The answer is yes, but it depends on the type and extent of coverage you have.

Image of an outbuilding
An Outbuilding Shed [PHOTO COURTESY OF REALHOMES]
What are outbuildings?

Outbuildings are structures that are detached from your main dwelling and used for domestic purposes.

They can be made of different materials, such as wood, metal, or brick.

They can also vary in size and value, depending on their use and contents.

Image of home insuring
Insurance Home Policy [PHOTO COURTESY OF JUBILEE]
Some examples of outbuildings are:

1.Sheds

These are small buildings that are used for storing tools, equipment, or gardening supplies.

2.Garages

These are buildings that are used for parking or storing vehicles, such as cars, motorcycles, or bicycles.

3.Greenhouses

These are buildings that are used for growing plants or vegetables.

4.Workshops

These are buildings that are used for hobbies or crafts, such as woodworking, pottery, or painting.

Why do you need to insure your outbuildings?

Your outbuildings may be exposed to various risks, such as fire, theft, vandalism, storm, flood, or earthquake.

Image of outbound shed building
Outbuilding Shed [PHOTO COURTRESY OF THE ZEBRA]
If something happens to your outbuildings or their contents, you may suffer a financial loss or inconvenience.

Therefore, you need to insure your outbuildings to protect yourself from these unexpected events.

How do you insure your outbuildings?

There are two ways to insure your outbuildings:

Include them in your home insurance policy

This is the most common and convenient way to insure your outbuildings.

Most home insurance policies cover your outbuildings as part of the buildings or contents section.

However, you need to check the terms and conditions of your policy to see what is included and excluded, and what limits and excesses apply.

For example, some policies may only cover outbuildings that are of first or second class construction (walls made of stone, concrete, or bricks with roofing made of tiles, concrete, or iron sheets).

Some policies may also have a lower sum insured or a higher excess for outbuildings than for the main dwelling.

 Buy a separate policy for your outbuildings

This is an alternative way to insure your outbuildings if they are not covered by your home insurance policy or if you want more coverage for them.
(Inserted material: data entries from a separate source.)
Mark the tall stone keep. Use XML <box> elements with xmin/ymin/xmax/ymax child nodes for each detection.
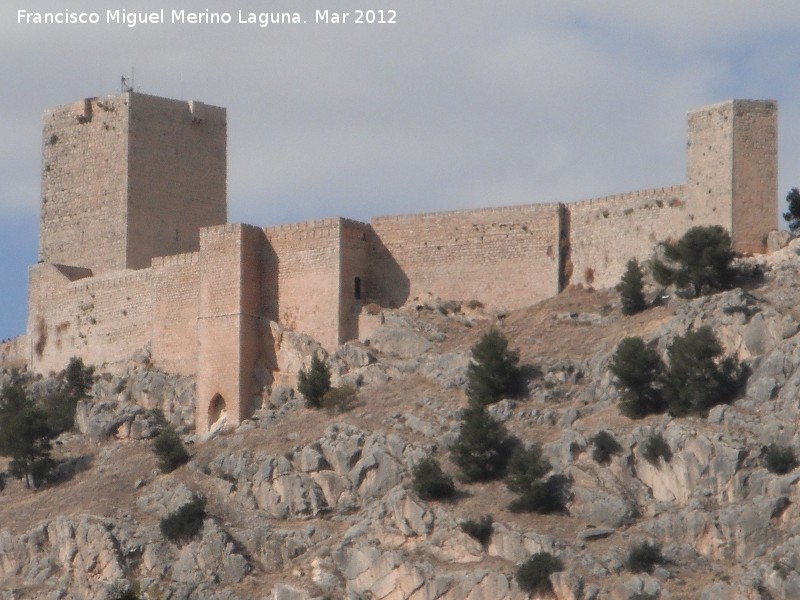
<box><xmin>687</xmin><ymin>100</ymin><xmax>778</xmax><ymax>252</ymax></box>
<box><xmin>39</xmin><ymin>92</ymin><xmax>227</xmax><ymax>275</ymax></box>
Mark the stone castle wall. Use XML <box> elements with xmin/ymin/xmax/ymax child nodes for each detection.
<box><xmin>261</xmin><ymin>219</ymin><xmax>342</xmax><ymax>348</ymax></box>
<box><xmin>126</xmin><ymin>93</ymin><xmax>228</xmax><ymax>269</ymax></box>
<box><xmin>39</xmin><ymin>96</ymin><xmax>128</xmax><ymax>274</ymax></box>
<box><xmin>564</xmin><ymin>186</ymin><xmax>691</xmax><ymax>288</ymax></box>
<box><xmin>9</xmin><ymin>93</ymin><xmax>777</xmax><ymax>432</ymax></box>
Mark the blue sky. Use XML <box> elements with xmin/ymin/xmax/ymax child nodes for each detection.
<box><xmin>0</xmin><ymin>0</ymin><xmax>800</xmax><ymax>340</ymax></box>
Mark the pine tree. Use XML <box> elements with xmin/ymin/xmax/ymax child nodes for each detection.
<box><xmin>653</xmin><ymin>225</ymin><xmax>736</xmax><ymax>296</ymax></box>
<box><xmin>609</xmin><ymin>337</ymin><xmax>666</xmax><ymax>419</ymax></box>
<box><xmin>783</xmin><ymin>188</ymin><xmax>800</xmax><ymax>233</ymax></box>
<box><xmin>297</xmin><ymin>353</ymin><xmax>331</xmax><ymax>408</ymax></box>
<box><xmin>664</xmin><ymin>325</ymin><xmax>747</xmax><ymax>416</ymax></box>
<box><xmin>450</xmin><ymin>404</ymin><xmax>519</xmax><ymax>481</ymax></box>
<box><xmin>617</xmin><ymin>258</ymin><xmax>647</xmax><ymax>315</ymax></box>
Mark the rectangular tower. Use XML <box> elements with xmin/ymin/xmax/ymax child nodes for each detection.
<box><xmin>687</xmin><ymin>100</ymin><xmax>778</xmax><ymax>252</ymax></box>
<box><xmin>39</xmin><ymin>92</ymin><xmax>227</xmax><ymax>275</ymax></box>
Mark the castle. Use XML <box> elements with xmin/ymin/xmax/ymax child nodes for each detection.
<box><xmin>0</xmin><ymin>92</ymin><xmax>778</xmax><ymax>433</ymax></box>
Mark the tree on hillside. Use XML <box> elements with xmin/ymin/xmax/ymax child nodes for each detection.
<box><xmin>64</xmin><ymin>356</ymin><xmax>94</xmax><ymax>402</ymax></box>
<box><xmin>467</xmin><ymin>328</ymin><xmax>526</xmax><ymax>406</ymax></box>
<box><xmin>41</xmin><ymin>356</ymin><xmax>94</xmax><ymax>435</ymax></box>
<box><xmin>297</xmin><ymin>353</ymin><xmax>331</xmax><ymax>408</ymax></box>
<box><xmin>609</xmin><ymin>337</ymin><xmax>667</xmax><ymax>419</ymax></box>
<box><xmin>783</xmin><ymin>188</ymin><xmax>800</xmax><ymax>233</ymax></box>
<box><xmin>0</xmin><ymin>405</ymin><xmax>55</xmax><ymax>488</ymax></box>
<box><xmin>653</xmin><ymin>225</ymin><xmax>735</xmax><ymax>296</ymax></box>
<box><xmin>450</xmin><ymin>404</ymin><xmax>519</xmax><ymax>481</ymax></box>
<box><xmin>617</xmin><ymin>258</ymin><xmax>647</xmax><ymax>315</ymax></box>
<box><xmin>664</xmin><ymin>325</ymin><xmax>747</xmax><ymax>416</ymax></box>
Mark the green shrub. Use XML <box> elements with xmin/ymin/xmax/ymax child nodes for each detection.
<box><xmin>159</xmin><ymin>497</ymin><xmax>206</xmax><ymax>543</ymax></box>
<box><xmin>153</xmin><ymin>427</ymin><xmax>189</xmax><ymax>473</ymax></box>
<box><xmin>625</xmin><ymin>542</ymin><xmax>664</xmax><ymax>573</ymax></box>
<box><xmin>297</xmin><ymin>353</ymin><xmax>331</xmax><ymax>408</ymax></box>
<box><xmin>40</xmin><ymin>356</ymin><xmax>95</xmax><ymax>435</ymax></box>
<box><xmin>783</xmin><ymin>188</ymin><xmax>800</xmax><ymax>233</ymax></box>
<box><xmin>617</xmin><ymin>258</ymin><xmax>647</xmax><ymax>315</ymax></box>
<box><xmin>609</xmin><ymin>337</ymin><xmax>666</xmax><ymax>419</ymax></box>
<box><xmin>642</xmin><ymin>433</ymin><xmax>672</xmax><ymax>467</ymax></box>
<box><xmin>467</xmin><ymin>329</ymin><xmax>526</xmax><ymax>406</ymax></box>
<box><xmin>505</xmin><ymin>444</ymin><xmax>552</xmax><ymax>494</ymax></box>
<box><xmin>508</xmin><ymin>475</ymin><xmax>570</xmax><ymax>515</ymax></box>
<box><xmin>412</xmin><ymin>458</ymin><xmax>456</xmax><ymax>500</ymax></box>
<box><xmin>653</xmin><ymin>225</ymin><xmax>736</xmax><ymax>295</ymax></box>
<box><xmin>64</xmin><ymin>356</ymin><xmax>94</xmax><ymax>402</ymax></box>
<box><xmin>589</xmin><ymin>430</ymin><xmax>622</xmax><ymax>465</ymax></box>
<box><xmin>450</xmin><ymin>405</ymin><xmax>519</xmax><ymax>481</ymax></box>
<box><xmin>322</xmin><ymin>385</ymin><xmax>358</xmax><ymax>414</ymax></box>
<box><xmin>764</xmin><ymin>444</ymin><xmax>797</xmax><ymax>475</ymax></box>
<box><xmin>0</xmin><ymin>403</ymin><xmax>55</xmax><ymax>488</ymax></box>
<box><xmin>517</xmin><ymin>552</ymin><xmax>564</xmax><ymax>595</ymax></box>
<box><xmin>664</xmin><ymin>325</ymin><xmax>747</xmax><ymax>416</ymax></box>
<box><xmin>461</xmin><ymin>515</ymin><xmax>494</xmax><ymax>547</ymax></box>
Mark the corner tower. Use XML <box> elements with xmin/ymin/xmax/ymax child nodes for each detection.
<box><xmin>687</xmin><ymin>100</ymin><xmax>778</xmax><ymax>252</ymax></box>
<box><xmin>39</xmin><ymin>92</ymin><xmax>227</xmax><ymax>275</ymax></box>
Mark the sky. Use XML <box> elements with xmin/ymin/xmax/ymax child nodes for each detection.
<box><xmin>0</xmin><ymin>0</ymin><xmax>800</xmax><ymax>340</ymax></box>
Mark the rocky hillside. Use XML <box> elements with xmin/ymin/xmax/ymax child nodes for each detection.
<box><xmin>0</xmin><ymin>237</ymin><xmax>800</xmax><ymax>600</ymax></box>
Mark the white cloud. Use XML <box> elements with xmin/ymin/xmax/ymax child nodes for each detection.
<box><xmin>0</xmin><ymin>0</ymin><xmax>800</xmax><ymax>338</ymax></box>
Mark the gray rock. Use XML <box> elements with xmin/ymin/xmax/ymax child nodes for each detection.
<box><xmin>368</xmin><ymin>319</ymin><xmax>433</xmax><ymax>359</ymax></box>
<box><xmin>269</xmin><ymin>385</ymin><xmax>294</xmax><ymax>408</ymax></box>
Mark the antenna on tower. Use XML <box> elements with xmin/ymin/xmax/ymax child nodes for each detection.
<box><xmin>120</xmin><ymin>67</ymin><xmax>136</xmax><ymax>92</ymax></box>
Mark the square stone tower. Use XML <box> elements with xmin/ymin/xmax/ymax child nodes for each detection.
<box><xmin>687</xmin><ymin>100</ymin><xmax>778</xmax><ymax>252</ymax></box>
<box><xmin>39</xmin><ymin>92</ymin><xmax>227</xmax><ymax>275</ymax></box>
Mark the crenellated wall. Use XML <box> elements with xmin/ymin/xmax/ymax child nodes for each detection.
<box><xmin>367</xmin><ymin>204</ymin><xmax>561</xmax><ymax>308</ymax></box>
<box><xmin>10</xmin><ymin>92</ymin><xmax>778</xmax><ymax>432</ymax></box>
<box><xmin>564</xmin><ymin>186</ymin><xmax>692</xmax><ymax>288</ymax></box>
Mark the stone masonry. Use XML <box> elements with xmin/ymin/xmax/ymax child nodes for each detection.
<box><xmin>0</xmin><ymin>92</ymin><xmax>778</xmax><ymax>433</ymax></box>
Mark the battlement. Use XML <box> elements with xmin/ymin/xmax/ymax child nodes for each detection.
<box><xmin>21</xmin><ymin>92</ymin><xmax>778</xmax><ymax>432</ymax></box>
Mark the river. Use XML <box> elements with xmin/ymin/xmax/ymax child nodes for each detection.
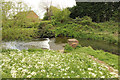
<box><xmin>2</xmin><ymin>37</ymin><xmax>118</xmax><ymax>55</ymax></box>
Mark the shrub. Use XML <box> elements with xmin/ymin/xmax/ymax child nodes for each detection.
<box><xmin>64</xmin><ymin>44</ymin><xmax>73</xmax><ymax>52</ymax></box>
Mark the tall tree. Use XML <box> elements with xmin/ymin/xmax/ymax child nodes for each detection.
<box><xmin>69</xmin><ymin>2</ymin><xmax>119</xmax><ymax>22</ymax></box>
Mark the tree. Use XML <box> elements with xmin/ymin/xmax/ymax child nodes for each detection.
<box><xmin>39</xmin><ymin>0</ymin><xmax>52</xmax><ymax>19</ymax></box>
<box><xmin>2</xmin><ymin>1</ymin><xmax>31</xmax><ymax>27</ymax></box>
<box><xmin>52</xmin><ymin>8</ymin><xmax>70</xmax><ymax>23</ymax></box>
<box><xmin>68</xmin><ymin>2</ymin><xmax>119</xmax><ymax>22</ymax></box>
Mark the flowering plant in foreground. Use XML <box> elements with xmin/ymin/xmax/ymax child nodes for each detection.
<box><xmin>1</xmin><ymin>50</ymin><xmax>118</xmax><ymax>78</ymax></box>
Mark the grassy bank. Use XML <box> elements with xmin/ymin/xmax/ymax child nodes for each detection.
<box><xmin>2</xmin><ymin>28</ymin><xmax>38</xmax><ymax>41</ymax></box>
<box><xmin>2</xmin><ymin>16</ymin><xmax>118</xmax><ymax>45</ymax></box>
<box><xmin>1</xmin><ymin>47</ymin><xmax>118</xmax><ymax>78</ymax></box>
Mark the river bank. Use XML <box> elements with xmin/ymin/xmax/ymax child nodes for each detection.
<box><xmin>1</xmin><ymin>47</ymin><xmax>118</xmax><ymax>78</ymax></box>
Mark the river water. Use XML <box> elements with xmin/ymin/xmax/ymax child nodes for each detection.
<box><xmin>2</xmin><ymin>37</ymin><xmax>118</xmax><ymax>54</ymax></box>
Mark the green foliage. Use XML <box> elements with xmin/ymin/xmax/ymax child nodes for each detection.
<box><xmin>68</xmin><ymin>2</ymin><xmax>119</xmax><ymax>22</ymax></box>
<box><xmin>78</xmin><ymin>47</ymin><xmax>118</xmax><ymax>69</ymax></box>
<box><xmin>1</xmin><ymin>48</ymin><xmax>118</xmax><ymax>78</ymax></box>
<box><xmin>52</xmin><ymin>17</ymin><xmax>118</xmax><ymax>44</ymax></box>
<box><xmin>50</xmin><ymin>6</ymin><xmax>70</xmax><ymax>23</ymax></box>
<box><xmin>2</xmin><ymin>28</ymin><xmax>38</xmax><ymax>41</ymax></box>
<box><xmin>64</xmin><ymin>44</ymin><xmax>73</xmax><ymax>53</ymax></box>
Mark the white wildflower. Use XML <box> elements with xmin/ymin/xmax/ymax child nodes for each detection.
<box><xmin>46</xmin><ymin>75</ymin><xmax>49</xmax><ymax>77</ymax></box>
<box><xmin>99</xmin><ymin>71</ymin><xmax>103</xmax><ymax>74</ymax></box>
<box><xmin>101</xmin><ymin>76</ymin><xmax>105</xmax><ymax>78</ymax></box>
<box><xmin>64</xmin><ymin>73</ymin><xmax>67</xmax><ymax>75</ymax></box>
<box><xmin>27</xmin><ymin>75</ymin><xmax>32</xmax><ymax>78</ymax></box>
<box><xmin>76</xmin><ymin>75</ymin><xmax>80</xmax><ymax>78</ymax></box>
<box><xmin>17</xmin><ymin>68</ymin><xmax>23</xmax><ymax>70</ymax></box>
<box><xmin>71</xmin><ymin>71</ymin><xmax>75</xmax><ymax>73</ymax></box>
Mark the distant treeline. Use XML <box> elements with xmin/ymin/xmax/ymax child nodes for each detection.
<box><xmin>69</xmin><ymin>2</ymin><xmax>120</xmax><ymax>22</ymax></box>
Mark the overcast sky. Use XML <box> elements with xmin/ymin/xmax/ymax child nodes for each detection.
<box><xmin>6</xmin><ymin>0</ymin><xmax>76</xmax><ymax>18</ymax></box>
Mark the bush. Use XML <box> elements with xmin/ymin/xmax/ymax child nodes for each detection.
<box><xmin>64</xmin><ymin>44</ymin><xmax>74</xmax><ymax>53</ymax></box>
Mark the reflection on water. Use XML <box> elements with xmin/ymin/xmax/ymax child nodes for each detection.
<box><xmin>2</xmin><ymin>37</ymin><xmax>118</xmax><ymax>54</ymax></box>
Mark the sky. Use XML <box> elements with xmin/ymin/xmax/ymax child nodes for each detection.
<box><xmin>5</xmin><ymin>0</ymin><xmax>76</xmax><ymax>18</ymax></box>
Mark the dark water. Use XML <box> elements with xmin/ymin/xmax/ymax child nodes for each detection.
<box><xmin>2</xmin><ymin>37</ymin><xmax>118</xmax><ymax>55</ymax></box>
<box><xmin>55</xmin><ymin>37</ymin><xmax>119</xmax><ymax>55</ymax></box>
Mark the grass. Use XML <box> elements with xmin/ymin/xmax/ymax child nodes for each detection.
<box><xmin>2</xmin><ymin>28</ymin><xmax>38</xmax><ymax>41</ymax></box>
<box><xmin>0</xmin><ymin>48</ymin><xmax>118</xmax><ymax>78</ymax></box>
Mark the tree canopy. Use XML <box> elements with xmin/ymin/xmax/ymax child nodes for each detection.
<box><xmin>68</xmin><ymin>2</ymin><xmax>119</xmax><ymax>22</ymax></box>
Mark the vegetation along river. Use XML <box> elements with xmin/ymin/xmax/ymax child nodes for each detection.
<box><xmin>2</xmin><ymin>37</ymin><xmax>118</xmax><ymax>55</ymax></box>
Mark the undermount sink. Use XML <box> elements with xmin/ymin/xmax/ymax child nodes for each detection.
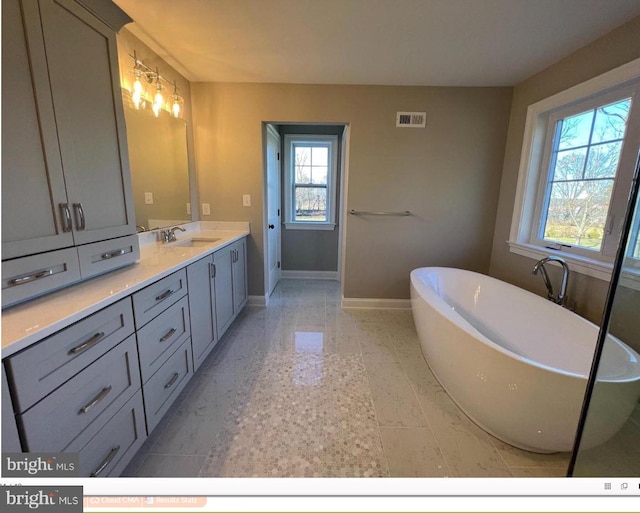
<box><xmin>170</xmin><ymin>237</ymin><xmax>220</xmax><ymax>248</ymax></box>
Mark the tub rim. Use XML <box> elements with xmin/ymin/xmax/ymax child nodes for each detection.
<box><xmin>410</xmin><ymin>266</ymin><xmax>640</xmax><ymax>383</ymax></box>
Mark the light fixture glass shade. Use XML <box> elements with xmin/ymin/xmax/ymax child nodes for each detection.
<box><xmin>131</xmin><ymin>75</ymin><xmax>142</xmax><ymax>109</ymax></box>
<box><xmin>153</xmin><ymin>87</ymin><xmax>164</xmax><ymax>117</ymax></box>
<box><xmin>171</xmin><ymin>96</ymin><xmax>182</xmax><ymax>118</ymax></box>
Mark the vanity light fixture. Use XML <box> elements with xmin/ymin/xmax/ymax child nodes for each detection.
<box><xmin>130</xmin><ymin>50</ymin><xmax>184</xmax><ymax>118</ymax></box>
<box><xmin>152</xmin><ymin>68</ymin><xmax>164</xmax><ymax>117</ymax></box>
<box><xmin>171</xmin><ymin>80</ymin><xmax>182</xmax><ymax>118</ymax></box>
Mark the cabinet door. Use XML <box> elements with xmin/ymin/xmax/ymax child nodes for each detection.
<box><xmin>213</xmin><ymin>246</ymin><xmax>235</xmax><ymax>340</ymax></box>
<box><xmin>233</xmin><ymin>239</ymin><xmax>247</xmax><ymax>315</ymax></box>
<box><xmin>1</xmin><ymin>366</ymin><xmax>22</xmax><ymax>453</ymax></box>
<box><xmin>2</xmin><ymin>0</ymin><xmax>73</xmax><ymax>260</ymax></box>
<box><xmin>187</xmin><ymin>255</ymin><xmax>218</xmax><ymax>371</ymax></box>
<box><xmin>40</xmin><ymin>0</ymin><xmax>135</xmax><ymax>245</ymax></box>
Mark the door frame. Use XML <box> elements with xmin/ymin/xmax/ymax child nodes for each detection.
<box><xmin>262</xmin><ymin>121</ymin><xmax>351</xmax><ymax>306</ymax></box>
<box><xmin>262</xmin><ymin>122</ymin><xmax>282</xmax><ymax>305</ymax></box>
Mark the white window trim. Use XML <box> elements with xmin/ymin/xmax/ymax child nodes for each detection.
<box><xmin>284</xmin><ymin>134</ymin><xmax>338</xmax><ymax>230</ymax></box>
<box><xmin>507</xmin><ymin>59</ymin><xmax>640</xmax><ymax>284</ymax></box>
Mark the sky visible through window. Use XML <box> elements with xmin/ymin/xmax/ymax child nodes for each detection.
<box><xmin>541</xmin><ymin>98</ymin><xmax>631</xmax><ymax>251</ymax></box>
<box><xmin>294</xmin><ymin>145</ymin><xmax>329</xmax><ymax>221</ymax></box>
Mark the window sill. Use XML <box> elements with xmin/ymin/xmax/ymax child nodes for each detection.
<box><xmin>284</xmin><ymin>223</ymin><xmax>336</xmax><ymax>230</ymax></box>
<box><xmin>507</xmin><ymin>241</ymin><xmax>612</xmax><ymax>285</ymax></box>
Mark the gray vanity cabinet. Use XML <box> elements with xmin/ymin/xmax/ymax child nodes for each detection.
<box><xmin>2</xmin><ymin>0</ymin><xmax>136</xmax><ymax>259</ymax></box>
<box><xmin>39</xmin><ymin>0</ymin><xmax>136</xmax><ymax>245</ymax></box>
<box><xmin>231</xmin><ymin>238</ymin><xmax>248</xmax><ymax>315</ymax></box>
<box><xmin>2</xmin><ymin>0</ymin><xmax>140</xmax><ymax>307</ymax></box>
<box><xmin>187</xmin><ymin>255</ymin><xmax>218</xmax><ymax>371</ymax></box>
<box><xmin>213</xmin><ymin>237</ymin><xmax>248</xmax><ymax>339</ymax></box>
<box><xmin>213</xmin><ymin>245</ymin><xmax>235</xmax><ymax>339</ymax></box>
<box><xmin>0</xmin><ymin>366</ymin><xmax>22</xmax><ymax>453</ymax></box>
<box><xmin>2</xmin><ymin>0</ymin><xmax>79</xmax><ymax>258</ymax></box>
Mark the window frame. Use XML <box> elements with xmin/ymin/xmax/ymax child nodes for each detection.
<box><xmin>508</xmin><ymin>59</ymin><xmax>640</xmax><ymax>281</ymax></box>
<box><xmin>283</xmin><ymin>134</ymin><xmax>338</xmax><ymax>230</ymax></box>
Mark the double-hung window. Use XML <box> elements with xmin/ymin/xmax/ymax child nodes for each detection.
<box><xmin>509</xmin><ymin>62</ymin><xmax>640</xmax><ymax>279</ymax></box>
<box><xmin>284</xmin><ymin>135</ymin><xmax>338</xmax><ymax>230</ymax></box>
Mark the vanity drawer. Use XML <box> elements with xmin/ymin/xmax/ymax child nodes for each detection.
<box><xmin>138</xmin><ymin>296</ymin><xmax>190</xmax><ymax>383</ymax></box>
<box><xmin>142</xmin><ymin>339</ymin><xmax>193</xmax><ymax>434</ymax></box>
<box><xmin>2</xmin><ymin>248</ymin><xmax>80</xmax><ymax>308</ymax></box>
<box><xmin>65</xmin><ymin>390</ymin><xmax>147</xmax><ymax>477</ymax></box>
<box><xmin>78</xmin><ymin>235</ymin><xmax>140</xmax><ymax>278</ymax></box>
<box><xmin>5</xmin><ymin>298</ymin><xmax>133</xmax><ymax>412</ymax></box>
<box><xmin>133</xmin><ymin>269</ymin><xmax>187</xmax><ymax>329</ymax></box>
<box><xmin>18</xmin><ymin>335</ymin><xmax>140</xmax><ymax>452</ymax></box>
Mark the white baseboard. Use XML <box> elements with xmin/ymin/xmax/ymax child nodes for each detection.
<box><xmin>247</xmin><ymin>296</ymin><xmax>268</xmax><ymax>306</ymax></box>
<box><xmin>280</xmin><ymin>271</ymin><xmax>338</xmax><ymax>280</ymax></box>
<box><xmin>342</xmin><ymin>297</ymin><xmax>411</xmax><ymax>310</ymax></box>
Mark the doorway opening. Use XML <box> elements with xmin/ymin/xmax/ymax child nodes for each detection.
<box><xmin>263</xmin><ymin>122</ymin><xmax>349</xmax><ymax>303</ymax></box>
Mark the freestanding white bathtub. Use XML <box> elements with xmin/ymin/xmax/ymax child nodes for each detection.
<box><xmin>411</xmin><ymin>267</ymin><xmax>640</xmax><ymax>453</ymax></box>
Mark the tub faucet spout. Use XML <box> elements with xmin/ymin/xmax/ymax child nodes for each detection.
<box><xmin>531</xmin><ymin>256</ymin><xmax>569</xmax><ymax>305</ymax></box>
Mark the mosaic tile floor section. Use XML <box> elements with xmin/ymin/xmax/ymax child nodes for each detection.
<box><xmin>123</xmin><ymin>280</ymin><xmax>569</xmax><ymax>477</ymax></box>
<box><xmin>201</xmin><ymin>353</ymin><xmax>388</xmax><ymax>477</ymax></box>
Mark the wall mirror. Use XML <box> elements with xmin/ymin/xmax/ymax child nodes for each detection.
<box><xmin>123</xmin><ymin>91</ymin><xmax>191</xmax><ymax>232</ymax></box>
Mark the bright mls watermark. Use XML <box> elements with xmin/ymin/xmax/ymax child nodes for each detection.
<box><xmin>0</xmin><ymin>486</ymin><xmax>83</xmax><ymax>513</ymax></box>
<box><xmin>2</xmin><ymin>452</ymin><xmax>80</xmax><ymax>477</ymax></box>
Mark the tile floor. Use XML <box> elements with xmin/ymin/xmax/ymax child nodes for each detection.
<box><xmin>123</xmin><ymin>280</ymin><xmax>569</xmax><ymax>477</ymax></box>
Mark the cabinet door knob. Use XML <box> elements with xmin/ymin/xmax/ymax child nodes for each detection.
<box><xmin>89</xmin><ymin>445</ymin><xmax>120</xmax><ymax>477</ymax></box>
<box><xmin>73</xmin><ymin>203</ymin><xmax>87</xmax><ymax>231</ymax></box>
<box><xmin>78</xmin><ymin>385</ymin><xmax>111</xmax><ymax>415</ymax></box>
<box><xmin>60</xmin><ymin>203</ymin><xmax>73</xmax><ymax>232</ymax></box>
<box><xmin>67</xmin><ymin>331</ymin><xmax>104</xmax><ymax>355</ymax></box>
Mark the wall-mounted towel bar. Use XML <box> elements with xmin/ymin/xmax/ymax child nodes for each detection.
<box><xmin>349</xmin><ymin>209</ymin><xmax>411</xmax><ymax>217</ymax></box>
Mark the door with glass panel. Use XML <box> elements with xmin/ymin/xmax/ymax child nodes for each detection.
<box><xmin>569</xmin><ymin>150</ymin><xmax>640</xmax><ymax>476</ymax></box>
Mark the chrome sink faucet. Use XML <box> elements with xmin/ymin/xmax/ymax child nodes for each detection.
<box><xmin>160</xmin><ymin>226</ymin><xmax>187</xmax><ymax>242</ymax></box>
<box><xmin>531</xmin><ymin>256</ymin><xmax>569</xmax><ymax>306</ymax></box>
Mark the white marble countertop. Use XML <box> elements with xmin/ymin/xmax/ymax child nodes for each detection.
<box><xmin>2</xmin><ymin>222</ymin><xmax>250</xmax><ymax>358</ymax></box>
You can buy a standalone policy for your outbuildings from a different insurer or from the same insurer as your home insurance policy.

However, you need to compare the cost and benefits of having two policies versus having one policy that covers both your home and your outbuildings.

What factors affect the cost of insuring your outbuildings?

The cost of insuring your outbuildings depends on several factors, such as:

1.The value and size of your outbuildings and their contents.

2.The type and quality of construction of your outbuildings.

3.The location and security of your outbuildings.

4. The level and type of coverage you choose for your outbuildings.

5. The insurer and policy you choose for your outbuildings.

How do I know if my outbuildings are of first or second class construction?

To know if your outbuildings are of first or second class construction, you need to check the materials and quality of their walls and roofs.

According to the web search results, first class construction means that the walls are made of stone, concrete, or bricks, and the roofing is made of tiles, concrete, or iron sheets.

Second class construction means that the walls are made of timber, metal, or asbestos, and the roofing is made of thatch, grass, or wood.

Summary

Outbuildings are detached structures that are used for domestic purposes.

They can be covered by your home insurance policy or by a separate policy.

You need to check the terms and conditions of your policy to see what is covered and what is not.

You also need to consider the cost and benefits of having one or two policies for your home and your outbuildings.